Impossible to relax without Richard, yet essential to leave him alone for
the day. A long swim at Dickie's club, the RAC. The Victorian/ Egyptian
swimming-pool is beautiful. Floating face-down at the deep end, hanging
in space.

Monday 4 June
Only one week to go.

Evening rehearsals are interrupted by an emergency R S C policy meeting.
There's a feeling at the top that shows are being over-designed, made
over-elaborate. The Bills are rather nervous that some of our set might
get cut as an example to the others.

WARDROBE FITTING-ROOM Normally the designer would be present
at every fitting but because of the meeting I have this one on my own.

They have made a rough of the first black costume to try over the false
back and arms. It is a shock to see how the deformity disappears under a
black covering. Of course that colour is famous for its slimming powers.
The muscular arms don't register at all, the hump only just. I dare not
say anything, but watch with a growing sense of despair as the wardrobe
ladies pin and snip round me. My first instinct was right - Tucker's scale has been too small, it's filmic. The costume itself looks good. The
wardrobe ladies are delighted and hurry away to start some serious
stitching.

I return to the Conference Hall with heavy tread. Something will have
to be done. And tonight.

The Bills are looking relieved. Our set is intact. They got away with a
light ticking-off. Their sense of well-being is about to be shattered.

`It can't be right!' I blurt. `We may have changed a lot of our early ideas,
but we were still expecting something of the deformed brute. Instead
we've got a man with a slightly bad back!'

Rehearsals are cancelled, the wardrobe staff are alerted and we hurry
back across the road.

Maurice Robson, the head cutter, has a fearsome frown on her face.

`Well, here we are again,' I laugh nervously.

`Yes,' she says murderously.

`Right,' says Bill D., and like a sculptor sets to work on me. He calls
for a spare pair of Tucker's arms and stretches them over the ones I'm
already wearing, doubling their size. Grabs some grey foam rubber and
shoves this between my back and Tucker's, trebling its scale.

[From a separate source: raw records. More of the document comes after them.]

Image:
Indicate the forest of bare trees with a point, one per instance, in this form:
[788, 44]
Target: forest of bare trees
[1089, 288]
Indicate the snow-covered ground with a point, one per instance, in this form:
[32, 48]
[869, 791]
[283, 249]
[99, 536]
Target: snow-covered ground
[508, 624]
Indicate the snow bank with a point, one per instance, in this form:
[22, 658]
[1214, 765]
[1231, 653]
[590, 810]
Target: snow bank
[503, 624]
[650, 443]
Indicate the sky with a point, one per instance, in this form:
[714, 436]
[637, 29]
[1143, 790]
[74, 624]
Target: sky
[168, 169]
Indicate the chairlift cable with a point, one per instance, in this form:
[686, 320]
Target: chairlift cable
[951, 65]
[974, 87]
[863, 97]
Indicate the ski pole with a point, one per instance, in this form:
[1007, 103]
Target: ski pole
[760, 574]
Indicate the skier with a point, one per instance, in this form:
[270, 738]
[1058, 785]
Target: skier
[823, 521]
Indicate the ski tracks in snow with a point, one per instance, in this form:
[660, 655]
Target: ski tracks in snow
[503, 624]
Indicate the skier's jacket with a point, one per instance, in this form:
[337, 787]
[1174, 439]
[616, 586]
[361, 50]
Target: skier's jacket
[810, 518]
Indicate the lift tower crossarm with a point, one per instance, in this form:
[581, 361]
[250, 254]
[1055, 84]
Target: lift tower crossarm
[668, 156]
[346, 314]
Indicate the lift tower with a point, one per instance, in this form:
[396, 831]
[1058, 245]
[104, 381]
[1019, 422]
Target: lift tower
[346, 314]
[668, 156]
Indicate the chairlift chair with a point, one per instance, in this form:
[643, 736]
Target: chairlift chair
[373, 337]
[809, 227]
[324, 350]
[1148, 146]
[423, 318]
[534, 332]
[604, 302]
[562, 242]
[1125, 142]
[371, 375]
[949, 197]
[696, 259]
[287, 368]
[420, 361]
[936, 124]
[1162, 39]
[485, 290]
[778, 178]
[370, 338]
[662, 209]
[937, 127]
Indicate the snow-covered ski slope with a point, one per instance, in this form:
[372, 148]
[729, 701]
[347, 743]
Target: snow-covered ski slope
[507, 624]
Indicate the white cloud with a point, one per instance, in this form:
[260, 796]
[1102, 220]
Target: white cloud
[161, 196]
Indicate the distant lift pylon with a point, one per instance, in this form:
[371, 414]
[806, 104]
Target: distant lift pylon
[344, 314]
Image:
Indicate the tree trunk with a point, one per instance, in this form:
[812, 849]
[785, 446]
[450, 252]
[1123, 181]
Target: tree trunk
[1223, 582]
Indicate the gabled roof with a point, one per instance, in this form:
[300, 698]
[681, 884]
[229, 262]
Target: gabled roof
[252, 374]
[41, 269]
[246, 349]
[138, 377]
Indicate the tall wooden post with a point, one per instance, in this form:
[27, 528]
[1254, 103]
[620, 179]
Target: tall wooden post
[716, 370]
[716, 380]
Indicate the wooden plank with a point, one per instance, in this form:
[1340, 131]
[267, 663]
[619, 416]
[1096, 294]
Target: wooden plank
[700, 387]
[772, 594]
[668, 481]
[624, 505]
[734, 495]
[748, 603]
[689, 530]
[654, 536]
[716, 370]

The costume will have to be started again. Only six days to go. I suggest
we ditch altogether the idea of a second, heavily brocaded costume. This
will lighten the workload. Everyone agrees. Maurice smiles gratefully and
I feel slightly safer now as she wields her heavy scissors round my neck
and groin.

Afterwards, in the pub we give vent to our anger with Tucker, but also
with ourselves. We knew it was too small and were too frightened to
confront him.

`It was those wolves,' says Bill D.

Tuesday 5 June

QUEEN MARGARET SCENE We still can't agree on certain aspects of
the scene and are very much the `wrangling pirates' Queen Margaret calls
us. Bill suddenly says, `Right. We're obviously not going to agree, so you'll
have to accept that I can see better from the outside than you can from
in there. This is how it will be ...'

I've never seen him do that before. The problems are sorted out within
five minutes.

FIRST FULL RUN-THROUGH Bill's brief is, `Tell the story, serve the
story.'

I go at it lightly and softly. My aim is just to get through it.

For the Woodville dinner in the Queen Margaret scene, stagemanagement have set real food for the first time, but, forgetting how much
the tables are thumped and jumped on, they've used oranges and apples.
All our agonising over this scene is forgotten as it turns into a farce of
rolling fruit.

In the Princes scene, when I bash the crutches together, one breaks.
This is a sad development. The N H S crutches which have lasted six long
weeks of battering are not, as we thought, invincible. Bill D. blames the
Tory party and the NHS cuts. Another metal will have to be found.